The ripple effects from the trade war are not only affecting the US and China but have also reached different parts of the globe. The dual challenge facing most developing countries, including India, is that they need to navigate the impact of the trade war while keeping their domestic economic growth on track. As globalization of markets has made it somewhat untranscendable, no country can be isolated from the fallout of such policy.
Frequently Asked Questions (FAQ)
Why did the Indian rupee fall to a record low against the US dollar?
The Indian rupee plunged to a record low against the US dollar, as the dollar index jumped sharply after US President Donald Trump unveiled new tariffs on imports from Mexico, Canada, and China. Global market uncertainty and risk aversion fueled demand for the US dollar, forcing it to depreciate the rupee and other emerging market currencies.
Impact of Tariffs by Trump on Global Markets
The imposition of tariffs by Trump in three main countries, specifically China, Mexico, and Canada, has significantly interrupted the free flow of global trade. Consequently, investor sentiments have turned risk-averse, leading to decline in global stock markets, appreciation of US dollars, and volatile prices in commodities such as gold and cryptocurrencies. The tariffs also hasten the aggravation of trade imbalances and inflationary tendencies across many countries.
Rising dollar index and its impact on emerging market currencies
Generally, the increase in the dollar index creates a downtrend for emerging market currencies.
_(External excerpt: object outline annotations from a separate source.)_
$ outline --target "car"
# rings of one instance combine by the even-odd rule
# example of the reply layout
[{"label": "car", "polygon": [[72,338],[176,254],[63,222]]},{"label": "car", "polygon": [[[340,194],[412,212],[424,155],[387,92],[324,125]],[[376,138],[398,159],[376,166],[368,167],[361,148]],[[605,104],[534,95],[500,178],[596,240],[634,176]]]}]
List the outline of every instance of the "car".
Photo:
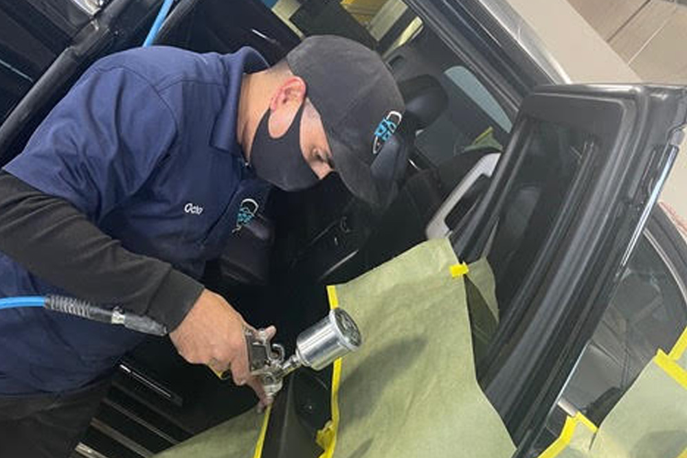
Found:
[{"label": "car", "polygon": [[[0,3],[0,163],[90,63],[139,45],[161,3]],[[204,282],[249,322],[275,322],[293,349],[326,310],[324,285],[448,237],[460,259],[486,257],[494,271],[501,320],[475,354],[477,376],[517,456],[550,444],[565,414],[600,421],[687,325],[684,232],[656,205],[687,123],[685,88],[563,84],[503,0],[180,0],[155,43],[249,45],[273,63],[321,33],[375,49],[399,82],[417,128],[399,140],[408,163],[396,198],[374,213],[335,176],[275,191]],[[279,456],[327,418],[326,374],[302,378],[273,413],[284,434],[265,450]],[[247,389],[151,339],[122,360],[75,454],[150,456],[251,408]]]}]

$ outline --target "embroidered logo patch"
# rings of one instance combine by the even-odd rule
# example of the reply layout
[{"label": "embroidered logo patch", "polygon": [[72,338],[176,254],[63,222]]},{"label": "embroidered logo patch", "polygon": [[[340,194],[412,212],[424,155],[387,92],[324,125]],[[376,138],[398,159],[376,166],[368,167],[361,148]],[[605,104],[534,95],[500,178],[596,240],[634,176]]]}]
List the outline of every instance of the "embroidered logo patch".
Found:
[{"label": "embroidered logo patch", "polygon": [[372,141],[373,154],[376,154],[381,150],[389,137],[398,128],[398,124],[403,119],[403,115],[392,110],[381,120],[377,128],[374,129],[374,140]]},{"label": "embroidered logo patch", "polygon": [[241,228],[251,222],[256,214],[260,205],[254,199],[245,198],[241,201],[241,205],[238,207],[238,213],[236,214],[236,225],[232,232],[238,232]]}]

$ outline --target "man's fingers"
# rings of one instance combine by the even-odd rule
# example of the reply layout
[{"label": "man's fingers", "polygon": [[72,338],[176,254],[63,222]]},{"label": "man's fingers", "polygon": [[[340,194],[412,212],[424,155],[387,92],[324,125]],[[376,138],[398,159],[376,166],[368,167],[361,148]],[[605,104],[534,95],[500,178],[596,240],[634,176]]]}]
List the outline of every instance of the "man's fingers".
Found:
[{"label": "man's fingers", "polygon": [[248,350],[243,335],[241,341],[243,344],[240,348],[236,349],[234,358],[232,360],[232,375],[234,378],[234,382],[239,386],[245,385],[250,378],[248,369]]},{"label": "man's fingers", "polygon": [[253,391],[258,395],[258,398],[260,398],[260,404],[258,405],[265,407],[272,403],[272,400],[268,398],[265,394],[264,389],[262,388],[262,384],[260,382],[260,380],[257,378],[251,377],[249,378],[247,385],[253,389]]},{"label": "man's fingers", "polygon": [[267,334],[267,339],[272,339],[277,334],[277,328],[274,326],[268,326],[264,330],[265,332]]}]

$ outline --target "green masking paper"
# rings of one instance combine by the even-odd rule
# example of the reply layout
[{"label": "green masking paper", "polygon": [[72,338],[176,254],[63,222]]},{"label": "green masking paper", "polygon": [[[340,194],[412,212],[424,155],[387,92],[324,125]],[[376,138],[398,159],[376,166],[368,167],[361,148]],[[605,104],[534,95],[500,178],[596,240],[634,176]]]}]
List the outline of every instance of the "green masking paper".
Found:
[{"label": "green masking paper", "polygon": [[[677,365],[671,369],[668,360],[655,357],[611,411],[599,428],[592,457],[675,458],[687,448],[687,374]],[[682,371],[686,385],[664,365],[678,377]]]},{"label": "green masking paper", "polygon": [[475,374],[464,278],[446,240],[346,284],[363,334],[341,362],[334,457],[507,458],[515,447]]}]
US-denominated assets are perceived to be safer when the economy is experiencing uncertain times, and it is during this time that investors divert capital into them. This results in capital inflow out of the emerging markets, increasing the perception that their currency depreciates-the Indian rupee being an example.
What impact may the decline in rupee have on the Indian economy?
The fall of the rupee could lead to higher import costs, especially for crude oil, exacerbating inflationary pressures in India. This could further widen India’s current account deficit and increase the cost of external debt. However, a weaker rupee could boost exports by making Indian goods and services cheaper for foreign buyers, which might provide some relief to the economy.
Will Trump’s trade war affect global supply chains?
Yes, Trump’s trade war is likely to disrupt the supply chain of most global supply chains connecting China and the US. With tariffs on goods traded between these two economic giants, production costs are likely to rise, and there will also be delays in the movement of goods. The wider ripples would then be felt across the world, since many countries find themselves integrated into these supply chains and would feel the knock-on impact of the tariffs.
The Indian rupee touching its lowest ever point and volatility in global markets have marked far-reaching impacts of President Trump’s trade policies. As the new war of trade continues to untangle, the silhouette of the global economic landscape remains ambiguous while markets stay on edge.

I am Aparna Sahu
Investment Specialist and Financial Writer
With 2 years of experience in the financial sector, Aparna brings a wealth of knowledge and insight to Investor Welcome. As an accomplished author and investment specialist, Aparna has a passion for demystifying complex financial concepts and empowering investors with actionable strategies. She has been featured in relevant publications, if any, and is dedicated to providing clear, evidence-based analysis that helps clients make informed investment decisions. Aparna holds a relevant degree or certification and is committed to staying ahead of market trends to deliver the most up-to-date advice.